A number of couples, including some who have been together for many years, choose not to legally marry for a variety of personal and financial reasons. Sometimes older couples decide against marriage because they don’t want to affect their children’s inheritance. There are others who don’t want to deal with the legalities of marriage. Some people would lose social security benefits or pension if they decide to remarry.
It is extremely important for couples who are not married to make their wishes clear in their estate planning documents when it comes to the rights and responsibilities they want their significant other to have. A non-married partner doesn’t have the same legal rights that a married spouse has. A significant other does not have a statutory priority to serve as a personal representative or executor for the estate of their partner, statutory right to inherit their partner’s property, priority to make disposition of their partner’s last remains, or priority to act as their partner’s guardian or conservator should they become incapacitated or disabled. There is also no requirement to give notice of withholding of life support for a non-married significant other.
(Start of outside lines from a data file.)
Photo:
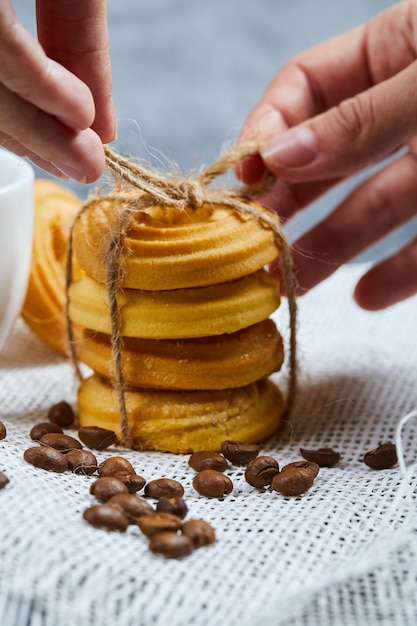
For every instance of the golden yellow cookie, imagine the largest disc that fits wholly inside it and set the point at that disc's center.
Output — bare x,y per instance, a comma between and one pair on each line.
184,421
177,313
44,305
169,249
217,362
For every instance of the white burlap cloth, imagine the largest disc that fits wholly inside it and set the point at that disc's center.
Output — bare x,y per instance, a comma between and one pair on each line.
345,553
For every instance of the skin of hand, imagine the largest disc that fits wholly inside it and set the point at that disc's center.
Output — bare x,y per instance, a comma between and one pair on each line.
329,113
55,93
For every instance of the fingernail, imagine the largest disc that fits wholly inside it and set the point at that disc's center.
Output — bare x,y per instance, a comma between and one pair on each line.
71,172
46,166
295,148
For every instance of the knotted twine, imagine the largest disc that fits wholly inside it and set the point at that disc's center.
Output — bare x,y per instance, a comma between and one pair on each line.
152,188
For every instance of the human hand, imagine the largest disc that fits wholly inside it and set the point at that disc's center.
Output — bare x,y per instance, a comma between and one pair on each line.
329,113
55,93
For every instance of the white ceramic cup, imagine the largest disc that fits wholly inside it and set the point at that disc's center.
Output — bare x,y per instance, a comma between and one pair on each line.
16,228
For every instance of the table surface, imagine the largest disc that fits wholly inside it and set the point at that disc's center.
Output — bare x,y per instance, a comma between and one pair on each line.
342,554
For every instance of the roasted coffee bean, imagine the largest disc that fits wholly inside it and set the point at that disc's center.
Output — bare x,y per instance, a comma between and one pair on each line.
46,458
164,488
133,482
60,441
106,517
261,470
212,484
382,457
107,486
62,414
97,438
3,480
175,506
156,522
239,453
324,457
171,545
81,462
295,478
114,465
43,428
208,460
199,531
131,505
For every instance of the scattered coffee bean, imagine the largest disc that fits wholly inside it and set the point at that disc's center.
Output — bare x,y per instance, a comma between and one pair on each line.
261,470
107,486
175,506
171,545
324,457
164,488
207,460
46,458
3,480
97,438
133,482
131,505
156,522
295,478
199,531
81,462
239,453
106,517
60,441
212,484
62,414
43,428
114,465
382,457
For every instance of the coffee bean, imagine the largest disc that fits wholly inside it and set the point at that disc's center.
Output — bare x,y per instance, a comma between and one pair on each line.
171,545
199,531
81,462
212,484
60,441
295,478
261,470
43,428
175,506
46,458
114,465
107,486
324,457
156,522
382,457
208,460
164,488
3,480
97,438
133,482
106,517
239,453
62,414
131,505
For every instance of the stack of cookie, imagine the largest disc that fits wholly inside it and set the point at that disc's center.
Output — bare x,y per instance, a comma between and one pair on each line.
198,346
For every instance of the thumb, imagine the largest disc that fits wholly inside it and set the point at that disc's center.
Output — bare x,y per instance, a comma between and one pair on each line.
356,133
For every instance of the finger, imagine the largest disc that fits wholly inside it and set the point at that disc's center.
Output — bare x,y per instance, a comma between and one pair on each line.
389,282
371,211
26,71
79,155
75,35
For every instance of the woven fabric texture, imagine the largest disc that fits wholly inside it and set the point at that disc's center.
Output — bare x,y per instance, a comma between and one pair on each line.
345,553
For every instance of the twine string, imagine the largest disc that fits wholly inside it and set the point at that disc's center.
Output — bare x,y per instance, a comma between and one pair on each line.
139,187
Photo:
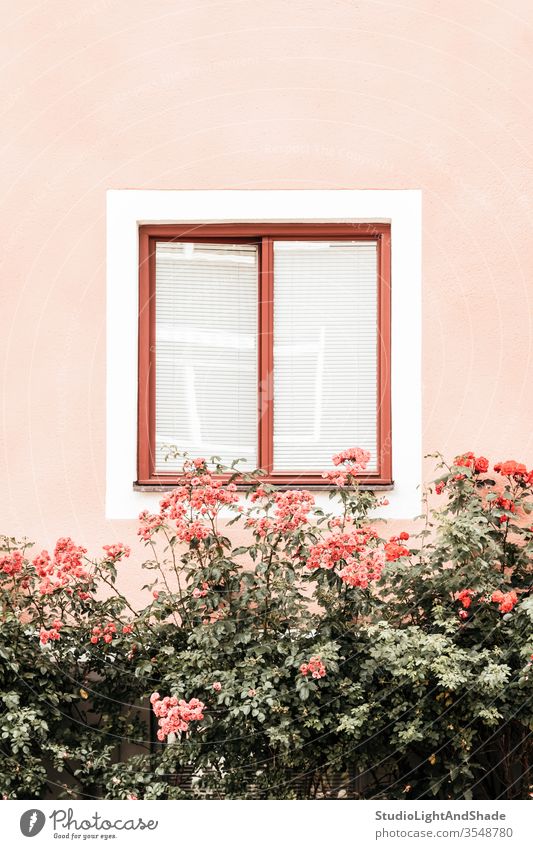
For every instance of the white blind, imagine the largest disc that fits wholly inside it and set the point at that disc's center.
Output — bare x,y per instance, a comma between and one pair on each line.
206,351
325,352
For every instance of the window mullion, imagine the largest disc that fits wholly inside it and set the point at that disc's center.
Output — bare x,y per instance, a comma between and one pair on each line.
266,355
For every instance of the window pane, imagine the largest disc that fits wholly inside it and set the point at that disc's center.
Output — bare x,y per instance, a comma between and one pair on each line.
325,352
206,358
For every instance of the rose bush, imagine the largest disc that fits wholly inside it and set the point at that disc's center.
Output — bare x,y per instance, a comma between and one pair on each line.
322,658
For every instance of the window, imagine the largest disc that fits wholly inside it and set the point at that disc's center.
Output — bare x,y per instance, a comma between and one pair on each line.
269,342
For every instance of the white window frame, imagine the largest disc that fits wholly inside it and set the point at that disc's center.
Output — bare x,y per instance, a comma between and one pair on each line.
129,208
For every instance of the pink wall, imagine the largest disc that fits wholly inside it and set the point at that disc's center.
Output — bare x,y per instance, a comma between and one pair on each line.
305,94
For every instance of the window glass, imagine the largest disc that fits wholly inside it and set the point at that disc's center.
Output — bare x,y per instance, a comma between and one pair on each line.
206,351
325,351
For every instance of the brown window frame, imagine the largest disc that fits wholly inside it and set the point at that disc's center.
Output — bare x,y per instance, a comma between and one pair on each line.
263,235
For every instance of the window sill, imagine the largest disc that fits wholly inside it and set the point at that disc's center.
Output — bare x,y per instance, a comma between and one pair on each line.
319,487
However, anyone may execute estate planning documents so that their significant other will have these legal rights.
An unmarried individual will want to make sure to execute a will, a health care power of attorney, a general durable power of attorney, and a living will to protect their significant other. A Last Will and Testament designates an executor to be in charge of one’s estate, and it also designates who will inherit which assets from this estate. No assets will pass to your significant other (unless they are owned jointly or you have named them as a beneficiary) without a will.